Percy Jackson and the Olympians by Rick Riordan
Percy Jackson is a good kid, but he can’t seem to focus on his schoolwork or control his temper. And lately, being away at boarding school is only getting worse-Percy could have sworn his pre-algebra teacher turned into a monster and tried to kill him. When Percy’s mom finds out, she knows it’s time that he knew the truth about where he came from.
The Outsiders by S.E. Hinton
No one ever said life was easy. But Ponyboy is pretty sure that he’s got things figured out. He knows that he can count on his brothers, Darry and Sodapop. And he knows that he can count on his friends—true friends who would do anything for him, like Johnny and Two-Bit.

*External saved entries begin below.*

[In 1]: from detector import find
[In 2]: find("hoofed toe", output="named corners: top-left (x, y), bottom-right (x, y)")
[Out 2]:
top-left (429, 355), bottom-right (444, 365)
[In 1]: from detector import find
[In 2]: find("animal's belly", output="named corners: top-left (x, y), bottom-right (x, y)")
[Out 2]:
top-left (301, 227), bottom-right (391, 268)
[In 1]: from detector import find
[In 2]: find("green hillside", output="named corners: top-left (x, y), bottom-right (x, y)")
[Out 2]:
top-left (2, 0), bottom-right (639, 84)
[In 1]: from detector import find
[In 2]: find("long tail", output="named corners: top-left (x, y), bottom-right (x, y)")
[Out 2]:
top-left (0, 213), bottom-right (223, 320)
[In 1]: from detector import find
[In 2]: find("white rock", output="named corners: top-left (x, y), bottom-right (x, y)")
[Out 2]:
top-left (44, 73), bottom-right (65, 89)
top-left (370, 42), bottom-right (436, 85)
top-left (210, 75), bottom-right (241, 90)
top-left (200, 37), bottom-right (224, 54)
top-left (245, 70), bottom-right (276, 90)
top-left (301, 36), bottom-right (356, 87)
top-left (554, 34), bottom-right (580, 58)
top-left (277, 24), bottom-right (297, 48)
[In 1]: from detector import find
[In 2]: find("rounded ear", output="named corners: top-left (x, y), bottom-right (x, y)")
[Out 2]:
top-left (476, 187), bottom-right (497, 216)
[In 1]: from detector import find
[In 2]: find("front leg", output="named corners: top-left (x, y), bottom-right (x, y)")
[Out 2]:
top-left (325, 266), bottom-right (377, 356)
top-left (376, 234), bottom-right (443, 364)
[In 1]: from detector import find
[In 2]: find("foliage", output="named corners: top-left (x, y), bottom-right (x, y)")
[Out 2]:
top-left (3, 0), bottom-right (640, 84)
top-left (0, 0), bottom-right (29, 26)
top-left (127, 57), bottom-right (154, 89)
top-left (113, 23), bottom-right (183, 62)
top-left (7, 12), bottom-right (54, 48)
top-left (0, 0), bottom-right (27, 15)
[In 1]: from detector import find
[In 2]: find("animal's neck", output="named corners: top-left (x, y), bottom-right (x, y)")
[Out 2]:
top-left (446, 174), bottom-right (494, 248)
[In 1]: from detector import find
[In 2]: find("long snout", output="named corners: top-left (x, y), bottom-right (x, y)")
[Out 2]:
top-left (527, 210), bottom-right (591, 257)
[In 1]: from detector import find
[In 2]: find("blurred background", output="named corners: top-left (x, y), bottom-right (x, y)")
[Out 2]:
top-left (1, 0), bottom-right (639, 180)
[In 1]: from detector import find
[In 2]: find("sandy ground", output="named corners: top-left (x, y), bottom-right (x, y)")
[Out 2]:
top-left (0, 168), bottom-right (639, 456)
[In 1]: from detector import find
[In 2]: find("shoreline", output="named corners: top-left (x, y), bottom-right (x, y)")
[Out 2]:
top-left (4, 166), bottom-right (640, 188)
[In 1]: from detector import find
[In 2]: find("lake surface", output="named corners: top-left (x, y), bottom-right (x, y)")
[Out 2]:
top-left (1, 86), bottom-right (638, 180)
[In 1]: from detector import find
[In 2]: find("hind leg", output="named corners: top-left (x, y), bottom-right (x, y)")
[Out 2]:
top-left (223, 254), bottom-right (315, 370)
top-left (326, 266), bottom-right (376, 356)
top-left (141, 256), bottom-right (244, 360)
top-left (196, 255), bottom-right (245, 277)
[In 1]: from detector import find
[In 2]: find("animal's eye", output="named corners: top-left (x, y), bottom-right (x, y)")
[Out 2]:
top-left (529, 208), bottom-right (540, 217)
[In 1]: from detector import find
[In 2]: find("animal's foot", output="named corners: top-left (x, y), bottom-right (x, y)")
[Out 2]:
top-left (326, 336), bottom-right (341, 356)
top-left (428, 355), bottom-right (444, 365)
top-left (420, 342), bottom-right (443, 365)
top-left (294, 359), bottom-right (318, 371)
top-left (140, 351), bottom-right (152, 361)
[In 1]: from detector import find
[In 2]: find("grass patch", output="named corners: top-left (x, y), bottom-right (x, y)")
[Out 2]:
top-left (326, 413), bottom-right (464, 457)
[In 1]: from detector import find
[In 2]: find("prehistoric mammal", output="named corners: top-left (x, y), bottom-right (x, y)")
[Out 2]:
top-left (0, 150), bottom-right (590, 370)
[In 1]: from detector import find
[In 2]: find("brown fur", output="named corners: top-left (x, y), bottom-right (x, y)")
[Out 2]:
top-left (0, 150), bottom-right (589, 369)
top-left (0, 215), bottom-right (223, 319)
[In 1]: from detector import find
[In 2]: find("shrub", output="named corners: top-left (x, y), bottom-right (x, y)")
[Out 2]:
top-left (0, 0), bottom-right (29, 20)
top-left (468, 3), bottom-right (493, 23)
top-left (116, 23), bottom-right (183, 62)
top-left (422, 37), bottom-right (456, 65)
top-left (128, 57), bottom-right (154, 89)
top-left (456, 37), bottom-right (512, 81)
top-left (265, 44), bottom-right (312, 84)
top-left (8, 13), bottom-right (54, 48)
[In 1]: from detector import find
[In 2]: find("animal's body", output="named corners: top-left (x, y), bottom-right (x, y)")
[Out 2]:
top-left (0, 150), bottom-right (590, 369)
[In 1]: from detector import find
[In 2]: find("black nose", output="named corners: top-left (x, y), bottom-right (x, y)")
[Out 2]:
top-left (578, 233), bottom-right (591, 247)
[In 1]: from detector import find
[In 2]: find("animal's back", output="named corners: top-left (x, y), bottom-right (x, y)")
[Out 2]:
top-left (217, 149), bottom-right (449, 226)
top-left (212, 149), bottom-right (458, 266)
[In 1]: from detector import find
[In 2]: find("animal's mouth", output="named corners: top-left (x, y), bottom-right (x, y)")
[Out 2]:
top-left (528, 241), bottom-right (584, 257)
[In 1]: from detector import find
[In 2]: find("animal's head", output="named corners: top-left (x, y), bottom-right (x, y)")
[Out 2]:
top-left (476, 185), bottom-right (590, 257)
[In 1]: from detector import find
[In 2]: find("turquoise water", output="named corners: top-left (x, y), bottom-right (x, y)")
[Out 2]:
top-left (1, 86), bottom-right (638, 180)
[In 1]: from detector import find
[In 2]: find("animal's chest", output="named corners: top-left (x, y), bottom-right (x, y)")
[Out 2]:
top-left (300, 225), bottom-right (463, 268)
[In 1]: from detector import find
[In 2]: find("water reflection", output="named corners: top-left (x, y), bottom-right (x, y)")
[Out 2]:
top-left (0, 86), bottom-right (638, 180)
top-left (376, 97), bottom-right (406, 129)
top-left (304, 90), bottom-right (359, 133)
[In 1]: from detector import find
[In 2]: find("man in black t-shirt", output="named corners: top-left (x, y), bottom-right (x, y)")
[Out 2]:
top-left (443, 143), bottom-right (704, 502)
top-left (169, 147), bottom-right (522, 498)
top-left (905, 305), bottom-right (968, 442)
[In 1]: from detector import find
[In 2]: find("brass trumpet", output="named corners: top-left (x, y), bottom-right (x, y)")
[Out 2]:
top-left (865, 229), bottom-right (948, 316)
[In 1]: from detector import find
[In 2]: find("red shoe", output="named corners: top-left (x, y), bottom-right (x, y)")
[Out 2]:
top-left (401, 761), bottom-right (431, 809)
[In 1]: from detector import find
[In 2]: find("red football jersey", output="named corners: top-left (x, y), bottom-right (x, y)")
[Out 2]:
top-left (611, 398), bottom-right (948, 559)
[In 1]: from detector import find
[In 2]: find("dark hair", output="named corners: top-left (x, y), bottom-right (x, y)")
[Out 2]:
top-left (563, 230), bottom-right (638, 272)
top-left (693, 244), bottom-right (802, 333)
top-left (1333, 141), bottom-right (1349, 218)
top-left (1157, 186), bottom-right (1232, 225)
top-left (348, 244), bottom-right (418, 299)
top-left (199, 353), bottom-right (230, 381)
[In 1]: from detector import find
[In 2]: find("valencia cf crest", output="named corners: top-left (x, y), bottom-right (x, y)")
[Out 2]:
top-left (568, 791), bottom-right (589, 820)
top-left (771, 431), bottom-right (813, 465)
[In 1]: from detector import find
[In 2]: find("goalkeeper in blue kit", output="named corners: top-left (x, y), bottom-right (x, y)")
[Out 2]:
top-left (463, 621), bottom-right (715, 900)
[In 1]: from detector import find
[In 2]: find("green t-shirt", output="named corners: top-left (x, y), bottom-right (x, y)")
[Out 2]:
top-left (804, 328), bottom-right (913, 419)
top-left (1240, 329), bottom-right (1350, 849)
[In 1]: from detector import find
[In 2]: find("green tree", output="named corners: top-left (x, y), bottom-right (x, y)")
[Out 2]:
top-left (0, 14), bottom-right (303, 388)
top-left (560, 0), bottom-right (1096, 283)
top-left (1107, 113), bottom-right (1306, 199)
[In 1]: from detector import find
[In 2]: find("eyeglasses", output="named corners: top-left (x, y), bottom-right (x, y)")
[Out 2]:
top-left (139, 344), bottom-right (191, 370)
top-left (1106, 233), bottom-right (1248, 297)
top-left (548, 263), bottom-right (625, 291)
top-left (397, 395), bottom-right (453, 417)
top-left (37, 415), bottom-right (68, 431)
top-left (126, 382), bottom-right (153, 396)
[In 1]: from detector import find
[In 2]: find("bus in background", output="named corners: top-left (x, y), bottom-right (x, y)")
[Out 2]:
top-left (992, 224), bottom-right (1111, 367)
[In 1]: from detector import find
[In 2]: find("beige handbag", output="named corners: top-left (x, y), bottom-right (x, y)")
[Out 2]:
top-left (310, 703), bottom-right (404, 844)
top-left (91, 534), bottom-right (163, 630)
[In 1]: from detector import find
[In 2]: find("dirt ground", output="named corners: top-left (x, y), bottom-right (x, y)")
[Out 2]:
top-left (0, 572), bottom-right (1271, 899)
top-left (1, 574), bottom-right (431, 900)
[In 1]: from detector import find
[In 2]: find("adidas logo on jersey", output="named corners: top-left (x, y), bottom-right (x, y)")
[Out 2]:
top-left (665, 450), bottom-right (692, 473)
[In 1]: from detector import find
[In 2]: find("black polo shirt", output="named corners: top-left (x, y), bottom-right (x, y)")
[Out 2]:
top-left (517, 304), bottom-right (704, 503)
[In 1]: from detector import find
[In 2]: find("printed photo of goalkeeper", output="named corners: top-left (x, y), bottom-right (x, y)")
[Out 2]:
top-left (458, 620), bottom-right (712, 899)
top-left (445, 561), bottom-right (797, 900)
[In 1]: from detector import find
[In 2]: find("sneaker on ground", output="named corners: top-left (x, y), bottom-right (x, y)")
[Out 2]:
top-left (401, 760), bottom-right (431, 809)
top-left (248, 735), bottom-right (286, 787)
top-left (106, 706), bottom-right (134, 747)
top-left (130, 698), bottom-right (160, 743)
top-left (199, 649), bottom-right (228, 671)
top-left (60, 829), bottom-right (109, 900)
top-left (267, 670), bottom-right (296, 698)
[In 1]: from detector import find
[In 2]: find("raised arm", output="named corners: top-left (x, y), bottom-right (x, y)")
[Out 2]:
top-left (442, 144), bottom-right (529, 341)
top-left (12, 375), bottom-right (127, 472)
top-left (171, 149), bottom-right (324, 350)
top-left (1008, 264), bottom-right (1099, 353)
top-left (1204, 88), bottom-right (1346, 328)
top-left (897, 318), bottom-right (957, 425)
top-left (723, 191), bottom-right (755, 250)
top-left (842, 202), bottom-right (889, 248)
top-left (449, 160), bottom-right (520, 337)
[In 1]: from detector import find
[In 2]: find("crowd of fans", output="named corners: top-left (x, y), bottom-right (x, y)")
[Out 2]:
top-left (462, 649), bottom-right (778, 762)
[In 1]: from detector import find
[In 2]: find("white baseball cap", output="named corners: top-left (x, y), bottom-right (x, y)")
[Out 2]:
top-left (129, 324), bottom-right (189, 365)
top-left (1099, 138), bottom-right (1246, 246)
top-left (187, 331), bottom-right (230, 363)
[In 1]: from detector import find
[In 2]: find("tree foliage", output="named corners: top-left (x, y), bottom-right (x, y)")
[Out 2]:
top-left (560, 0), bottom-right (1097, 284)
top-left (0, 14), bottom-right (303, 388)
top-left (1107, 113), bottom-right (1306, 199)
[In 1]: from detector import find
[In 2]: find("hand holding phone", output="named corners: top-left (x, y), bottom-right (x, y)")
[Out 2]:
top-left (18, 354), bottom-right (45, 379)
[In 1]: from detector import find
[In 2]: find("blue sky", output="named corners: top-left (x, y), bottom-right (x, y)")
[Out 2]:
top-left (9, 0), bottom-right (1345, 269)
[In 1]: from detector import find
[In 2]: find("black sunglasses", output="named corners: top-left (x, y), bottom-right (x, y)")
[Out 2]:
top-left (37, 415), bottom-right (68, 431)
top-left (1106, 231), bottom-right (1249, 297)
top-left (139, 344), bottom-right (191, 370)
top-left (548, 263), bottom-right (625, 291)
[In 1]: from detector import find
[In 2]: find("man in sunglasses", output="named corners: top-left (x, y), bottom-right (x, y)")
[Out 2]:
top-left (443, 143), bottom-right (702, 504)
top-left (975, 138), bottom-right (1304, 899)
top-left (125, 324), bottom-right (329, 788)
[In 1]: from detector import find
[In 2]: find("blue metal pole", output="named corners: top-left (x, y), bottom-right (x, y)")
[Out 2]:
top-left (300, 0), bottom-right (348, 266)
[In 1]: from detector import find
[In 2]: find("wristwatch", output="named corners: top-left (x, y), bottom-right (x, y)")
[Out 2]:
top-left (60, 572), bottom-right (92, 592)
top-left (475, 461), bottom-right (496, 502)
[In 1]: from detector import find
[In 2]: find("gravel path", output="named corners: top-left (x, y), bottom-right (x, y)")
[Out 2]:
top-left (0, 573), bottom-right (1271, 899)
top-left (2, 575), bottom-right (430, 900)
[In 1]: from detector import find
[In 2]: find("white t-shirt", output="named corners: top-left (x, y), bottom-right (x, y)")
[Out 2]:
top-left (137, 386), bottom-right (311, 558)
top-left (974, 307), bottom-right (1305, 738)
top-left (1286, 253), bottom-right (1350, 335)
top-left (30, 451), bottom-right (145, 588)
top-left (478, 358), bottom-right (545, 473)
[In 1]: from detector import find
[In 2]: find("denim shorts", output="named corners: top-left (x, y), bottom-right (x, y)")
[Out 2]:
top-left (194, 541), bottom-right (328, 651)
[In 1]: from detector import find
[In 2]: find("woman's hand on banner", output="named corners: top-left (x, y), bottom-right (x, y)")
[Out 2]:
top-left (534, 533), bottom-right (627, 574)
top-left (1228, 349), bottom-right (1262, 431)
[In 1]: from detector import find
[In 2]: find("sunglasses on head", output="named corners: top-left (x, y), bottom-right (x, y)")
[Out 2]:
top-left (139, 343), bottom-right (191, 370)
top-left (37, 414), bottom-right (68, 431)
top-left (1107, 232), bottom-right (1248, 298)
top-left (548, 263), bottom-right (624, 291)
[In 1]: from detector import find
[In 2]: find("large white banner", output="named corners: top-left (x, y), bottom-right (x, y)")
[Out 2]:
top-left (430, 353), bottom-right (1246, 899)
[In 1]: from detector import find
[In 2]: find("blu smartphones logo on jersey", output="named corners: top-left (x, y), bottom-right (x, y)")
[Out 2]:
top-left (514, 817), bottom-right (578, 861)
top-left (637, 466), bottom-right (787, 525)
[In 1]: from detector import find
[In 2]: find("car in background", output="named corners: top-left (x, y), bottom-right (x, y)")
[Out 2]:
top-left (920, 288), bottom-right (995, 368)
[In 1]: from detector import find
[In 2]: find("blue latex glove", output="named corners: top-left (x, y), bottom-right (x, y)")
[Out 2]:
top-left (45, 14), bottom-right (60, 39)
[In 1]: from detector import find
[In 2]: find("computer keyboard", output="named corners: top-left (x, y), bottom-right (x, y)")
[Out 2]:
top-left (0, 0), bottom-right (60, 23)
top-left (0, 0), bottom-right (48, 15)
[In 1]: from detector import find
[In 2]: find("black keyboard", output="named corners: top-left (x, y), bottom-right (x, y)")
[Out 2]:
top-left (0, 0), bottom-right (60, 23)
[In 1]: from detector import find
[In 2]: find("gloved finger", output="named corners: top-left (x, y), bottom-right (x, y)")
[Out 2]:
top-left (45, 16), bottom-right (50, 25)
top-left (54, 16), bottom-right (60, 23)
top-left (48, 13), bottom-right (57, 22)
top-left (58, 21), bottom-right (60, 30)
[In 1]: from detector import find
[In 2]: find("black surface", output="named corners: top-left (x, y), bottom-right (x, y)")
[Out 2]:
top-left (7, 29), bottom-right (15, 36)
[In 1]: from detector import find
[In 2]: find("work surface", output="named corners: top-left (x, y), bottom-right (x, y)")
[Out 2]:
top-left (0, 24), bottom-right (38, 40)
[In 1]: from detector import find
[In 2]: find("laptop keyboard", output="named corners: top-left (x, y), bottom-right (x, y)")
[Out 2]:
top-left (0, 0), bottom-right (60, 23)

Merlin (The Lost Years) by T.A. Barron
Washed up on the shores of ancient Wales, the boy had no home, no memory and no name… he was determined to find all three. This best-selling series follows the adventures and training of young Merlin on the mist-shrouded isle of Fincayra, an enchanted land between earth and sky that is being destroyed by blight.
Long Way Down by Jason Reynolds
Or, you can call it a gun. That’s what fifteen-year-old Will has shoved in the back waistband of his jeans. See, his brother Shawn was just murdered. And Will knows the rules. No crying. No snitching. Revenge. That’s where Will’s now heading, with that gun shoved in the back waistband of his jeans, the gun that was his brother’s gun.
The Graveyard Book by Neil Gaiman
It takes a graveyard to raise a child. Nobody Owens, known as Bod, is a normal boy. He would be completely normal if he didn’t live in a graveyard, being raised by ghosts, with a guardian who belongs to neither the world of the living nor the dead.
Looking for Alaska by John Green
Miles “Pudge” Halter is abandoning his safe-okay, boring-life. Fascinated by the last words of famous people, Pudge leaves for boarding school to seek what a dying Rabelais called the “Great Perhaps.” Pudge becomes encircled by friends whose lives are everything but safe and boring.
Holes by Louis Sachar
Stanley Yelnats is under a curse. A curse that began with his no-good-dirty-rotten-pig-stealing-great-great-grandfather and has since followed generations of Yelnatses. Now Stanley has been unjustly sent to a boys’ detention center, Camp Green Lake, where the boys build character by spending all day, every day digging holes.
Stormbreaker by Anthony Horowitz
They said his uncle Ian died in a car accident. But Alex Rider knows that’s a lie, and the bullet holes in the windshield prove it. Yet he never suspected the truth: his uncle was really a spy for Britain’s top secret intelligence agency. And now Alex has been recruited to find his uncle’s killers . . .
Dear Evan Hansen by Multiple Authors
When a letter that was never meant to be seen by anyone draws high school senior Evan Hansen into a family’s grief over the loss of their son, he is given the chance of a lifetime: to belong. He just has to stick to a lie he never meant to tell, that the notoriously troubled Connor Murphy was his secret best friend.
Hatchet by Gary Paulsen
Thirteen-year-old Brian Robeson, haunted by his secret knowledge of his mother’s infidelity, is traveling by single-engine plane to visit his father for the first time since the divorce. When the plane crashes, killing the pilot, the sole survivor is Brian. He is alone in the Canadian wilderness.
The Boy in the Striped Pajamas by John Boyne
When Bruno returns home from school one day, he discovers that his belongings are being packed in crates. His father has received a promotion and the family must move to a new house far, far away, where there is no one to play with and nothing to do. A tall fence stretches as far as the eye can see and cuts him off from the strange people in the distance.